Except sometimes the smaller components more logically contribute to the meaning of a kanji than a combined “radical” of them.

1 Like

Lol I don’t think you’re upset that those “2 minutes” could be used for washing your teeth or something else. You’re just frustrated because you have to do the same radicals and kanji twice. I don’t think you’re being honest about the whole “having stuff to do” :sweat_smile:.

And what would be wrong about being frustrated with having to do pointless busywork?
I’d presume a lot of people are fine with cleaning even if it’s not fun, cause hygiene is important and then things are nice and pretty again. But then having someone spill dirt all over the floor just so that it can be cleaned again for no other reason? No thanks.
And wild concept: People can have some chill free time one day, and be in a rush another day. Unfortunately by the nature of SRS WK requires attention on either day.

I don’t think you can really compare writing up a couple of radicals with cleaning your house, very different amount of time and effort

since radicals dont make reviews pile up for them (I guess) if I make mistakes with them I dont care actually.
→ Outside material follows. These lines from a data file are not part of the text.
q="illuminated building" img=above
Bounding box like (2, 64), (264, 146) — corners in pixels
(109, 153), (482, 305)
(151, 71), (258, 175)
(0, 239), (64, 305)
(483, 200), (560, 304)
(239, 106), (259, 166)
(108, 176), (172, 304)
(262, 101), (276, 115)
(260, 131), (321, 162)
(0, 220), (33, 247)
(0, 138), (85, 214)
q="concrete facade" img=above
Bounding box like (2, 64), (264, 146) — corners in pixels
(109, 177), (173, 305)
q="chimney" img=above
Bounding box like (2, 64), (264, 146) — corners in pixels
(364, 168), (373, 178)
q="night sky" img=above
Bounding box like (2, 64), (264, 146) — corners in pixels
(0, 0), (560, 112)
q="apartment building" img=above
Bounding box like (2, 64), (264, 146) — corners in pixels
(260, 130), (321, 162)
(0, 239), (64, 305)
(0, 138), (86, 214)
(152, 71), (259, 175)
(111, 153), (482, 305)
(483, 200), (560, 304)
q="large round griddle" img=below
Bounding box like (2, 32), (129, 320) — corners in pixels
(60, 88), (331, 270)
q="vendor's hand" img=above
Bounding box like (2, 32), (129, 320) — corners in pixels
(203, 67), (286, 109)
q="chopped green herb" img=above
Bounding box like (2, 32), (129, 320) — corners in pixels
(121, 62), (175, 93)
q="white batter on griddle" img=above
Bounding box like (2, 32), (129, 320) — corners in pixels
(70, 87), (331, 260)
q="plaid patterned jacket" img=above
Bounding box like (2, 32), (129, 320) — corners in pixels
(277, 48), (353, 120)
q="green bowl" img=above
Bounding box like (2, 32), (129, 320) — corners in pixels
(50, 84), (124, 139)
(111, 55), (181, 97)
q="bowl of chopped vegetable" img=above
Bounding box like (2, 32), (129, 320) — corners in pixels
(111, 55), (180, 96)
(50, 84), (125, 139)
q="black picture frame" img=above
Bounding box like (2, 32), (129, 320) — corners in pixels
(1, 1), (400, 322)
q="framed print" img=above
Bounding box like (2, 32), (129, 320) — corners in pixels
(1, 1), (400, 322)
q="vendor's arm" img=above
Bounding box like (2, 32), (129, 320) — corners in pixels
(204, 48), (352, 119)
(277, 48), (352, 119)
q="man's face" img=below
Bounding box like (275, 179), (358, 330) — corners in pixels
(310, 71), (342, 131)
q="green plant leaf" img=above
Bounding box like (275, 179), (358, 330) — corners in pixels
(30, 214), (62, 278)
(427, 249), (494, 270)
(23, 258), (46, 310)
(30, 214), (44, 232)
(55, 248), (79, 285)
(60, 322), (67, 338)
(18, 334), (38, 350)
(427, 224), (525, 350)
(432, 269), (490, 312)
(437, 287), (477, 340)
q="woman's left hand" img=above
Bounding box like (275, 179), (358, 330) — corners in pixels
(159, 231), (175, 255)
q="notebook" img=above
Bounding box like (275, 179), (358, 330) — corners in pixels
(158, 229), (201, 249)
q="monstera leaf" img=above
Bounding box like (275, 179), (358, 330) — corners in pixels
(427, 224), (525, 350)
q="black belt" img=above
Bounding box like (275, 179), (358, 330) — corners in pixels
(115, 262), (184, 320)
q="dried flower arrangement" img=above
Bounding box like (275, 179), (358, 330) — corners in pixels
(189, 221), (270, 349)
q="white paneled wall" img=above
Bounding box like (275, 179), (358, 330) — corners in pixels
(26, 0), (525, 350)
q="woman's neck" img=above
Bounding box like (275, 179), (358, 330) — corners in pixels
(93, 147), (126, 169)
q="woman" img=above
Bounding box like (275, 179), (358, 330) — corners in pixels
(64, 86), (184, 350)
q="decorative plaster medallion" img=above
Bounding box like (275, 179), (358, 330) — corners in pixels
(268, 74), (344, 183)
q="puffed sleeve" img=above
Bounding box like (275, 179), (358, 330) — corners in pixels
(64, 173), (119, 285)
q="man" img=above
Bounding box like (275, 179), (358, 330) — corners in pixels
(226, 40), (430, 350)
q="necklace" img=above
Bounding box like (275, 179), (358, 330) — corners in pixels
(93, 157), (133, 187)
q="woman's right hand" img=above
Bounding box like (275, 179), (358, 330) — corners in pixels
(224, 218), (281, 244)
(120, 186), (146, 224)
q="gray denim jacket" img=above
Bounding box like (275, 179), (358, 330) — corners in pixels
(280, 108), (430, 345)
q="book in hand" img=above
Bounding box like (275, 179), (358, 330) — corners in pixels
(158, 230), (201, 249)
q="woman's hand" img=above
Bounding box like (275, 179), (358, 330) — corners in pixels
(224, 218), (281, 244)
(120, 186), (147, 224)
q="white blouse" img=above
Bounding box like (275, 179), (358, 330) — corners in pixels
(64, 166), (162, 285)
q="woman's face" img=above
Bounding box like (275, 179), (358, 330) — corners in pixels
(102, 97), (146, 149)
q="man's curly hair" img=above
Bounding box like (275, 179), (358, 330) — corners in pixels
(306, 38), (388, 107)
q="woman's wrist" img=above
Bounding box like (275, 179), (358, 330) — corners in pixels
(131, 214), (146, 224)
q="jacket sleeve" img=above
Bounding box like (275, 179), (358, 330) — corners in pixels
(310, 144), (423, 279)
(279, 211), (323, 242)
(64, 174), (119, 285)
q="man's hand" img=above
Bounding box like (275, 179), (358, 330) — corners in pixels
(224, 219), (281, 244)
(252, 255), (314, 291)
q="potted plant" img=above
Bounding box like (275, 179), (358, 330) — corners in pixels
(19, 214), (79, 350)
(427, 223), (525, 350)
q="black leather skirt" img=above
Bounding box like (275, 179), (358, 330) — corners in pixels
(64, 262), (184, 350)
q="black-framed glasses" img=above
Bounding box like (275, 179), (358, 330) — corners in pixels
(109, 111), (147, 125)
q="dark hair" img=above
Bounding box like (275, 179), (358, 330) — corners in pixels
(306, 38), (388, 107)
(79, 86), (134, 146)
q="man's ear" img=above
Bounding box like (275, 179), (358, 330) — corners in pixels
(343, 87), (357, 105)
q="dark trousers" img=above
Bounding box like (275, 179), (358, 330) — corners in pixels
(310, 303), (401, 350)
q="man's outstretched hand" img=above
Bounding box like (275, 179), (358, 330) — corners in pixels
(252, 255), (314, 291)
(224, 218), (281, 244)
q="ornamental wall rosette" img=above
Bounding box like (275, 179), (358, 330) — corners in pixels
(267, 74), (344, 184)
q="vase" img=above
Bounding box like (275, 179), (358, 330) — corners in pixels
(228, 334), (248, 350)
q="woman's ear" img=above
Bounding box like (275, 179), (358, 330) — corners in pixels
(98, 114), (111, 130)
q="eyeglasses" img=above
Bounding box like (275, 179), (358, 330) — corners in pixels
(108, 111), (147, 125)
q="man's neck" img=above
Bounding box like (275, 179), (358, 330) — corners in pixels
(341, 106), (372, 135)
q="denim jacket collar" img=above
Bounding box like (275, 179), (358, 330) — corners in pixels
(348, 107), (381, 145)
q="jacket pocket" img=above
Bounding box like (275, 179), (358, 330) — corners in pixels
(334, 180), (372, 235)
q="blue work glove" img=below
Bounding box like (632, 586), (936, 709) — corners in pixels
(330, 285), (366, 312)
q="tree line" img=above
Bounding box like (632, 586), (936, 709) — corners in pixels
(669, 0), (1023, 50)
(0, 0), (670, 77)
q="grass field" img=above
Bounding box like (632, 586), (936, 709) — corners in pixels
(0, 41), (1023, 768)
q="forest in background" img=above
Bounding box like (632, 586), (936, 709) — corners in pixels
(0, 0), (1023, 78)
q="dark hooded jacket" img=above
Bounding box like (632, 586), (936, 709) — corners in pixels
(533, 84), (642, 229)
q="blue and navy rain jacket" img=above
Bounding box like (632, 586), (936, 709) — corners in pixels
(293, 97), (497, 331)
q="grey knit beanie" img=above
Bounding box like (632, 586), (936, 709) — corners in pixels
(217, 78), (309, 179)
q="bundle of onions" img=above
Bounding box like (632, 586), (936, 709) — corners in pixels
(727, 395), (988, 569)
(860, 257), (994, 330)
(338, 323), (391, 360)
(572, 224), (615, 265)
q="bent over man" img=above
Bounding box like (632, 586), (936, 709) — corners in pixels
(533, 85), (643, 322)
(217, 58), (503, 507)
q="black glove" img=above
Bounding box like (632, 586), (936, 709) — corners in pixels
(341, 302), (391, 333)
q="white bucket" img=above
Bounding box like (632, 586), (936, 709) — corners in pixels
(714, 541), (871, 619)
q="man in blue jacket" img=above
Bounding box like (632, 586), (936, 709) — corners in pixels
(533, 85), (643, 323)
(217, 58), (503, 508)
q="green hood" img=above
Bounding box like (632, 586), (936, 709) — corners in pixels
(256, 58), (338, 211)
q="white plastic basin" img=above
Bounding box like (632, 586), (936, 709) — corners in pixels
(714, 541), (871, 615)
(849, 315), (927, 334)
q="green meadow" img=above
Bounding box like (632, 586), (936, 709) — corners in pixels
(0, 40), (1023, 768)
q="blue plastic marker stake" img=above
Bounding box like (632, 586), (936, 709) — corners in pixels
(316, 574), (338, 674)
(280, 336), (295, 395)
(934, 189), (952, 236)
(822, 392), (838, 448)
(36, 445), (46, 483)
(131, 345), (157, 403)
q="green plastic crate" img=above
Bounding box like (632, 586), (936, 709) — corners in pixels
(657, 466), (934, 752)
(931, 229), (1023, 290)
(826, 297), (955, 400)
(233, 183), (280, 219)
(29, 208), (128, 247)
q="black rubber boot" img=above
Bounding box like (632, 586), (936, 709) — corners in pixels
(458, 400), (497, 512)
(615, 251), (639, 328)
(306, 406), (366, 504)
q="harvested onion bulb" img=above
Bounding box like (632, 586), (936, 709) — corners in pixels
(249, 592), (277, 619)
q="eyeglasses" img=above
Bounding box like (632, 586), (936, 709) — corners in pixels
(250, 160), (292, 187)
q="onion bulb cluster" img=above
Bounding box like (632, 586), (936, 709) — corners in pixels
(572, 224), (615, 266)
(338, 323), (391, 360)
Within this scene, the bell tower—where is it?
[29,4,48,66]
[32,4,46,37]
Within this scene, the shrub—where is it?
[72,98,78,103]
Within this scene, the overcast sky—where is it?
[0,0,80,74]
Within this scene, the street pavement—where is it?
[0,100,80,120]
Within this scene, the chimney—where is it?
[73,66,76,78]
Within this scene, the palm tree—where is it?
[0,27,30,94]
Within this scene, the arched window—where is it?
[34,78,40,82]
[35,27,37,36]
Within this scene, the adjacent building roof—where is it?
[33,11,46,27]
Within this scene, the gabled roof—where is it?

One is lots of little things that add up, the other takes a bit more time on its own. But when I clean the house at least I have a clean house, when I repeat radicals I already ‘know’ as kanji I gain exactly nothing. Compare it to spam mail then. Sure, it doesn’t take a lot of time to delete one, or two, or three, yet they can be a major nuisance.

1 Like

It’s quite quick to delete them still and, same as radicals, doing so barely takes any time. Anyways, at the end of the day you do you and I have nothing to do with what you decide to do with your lessons, but all I’m saying is that shaving a minute here and there will not matter at all in your (hopefully, if that’s your end goal) long journey to fluency.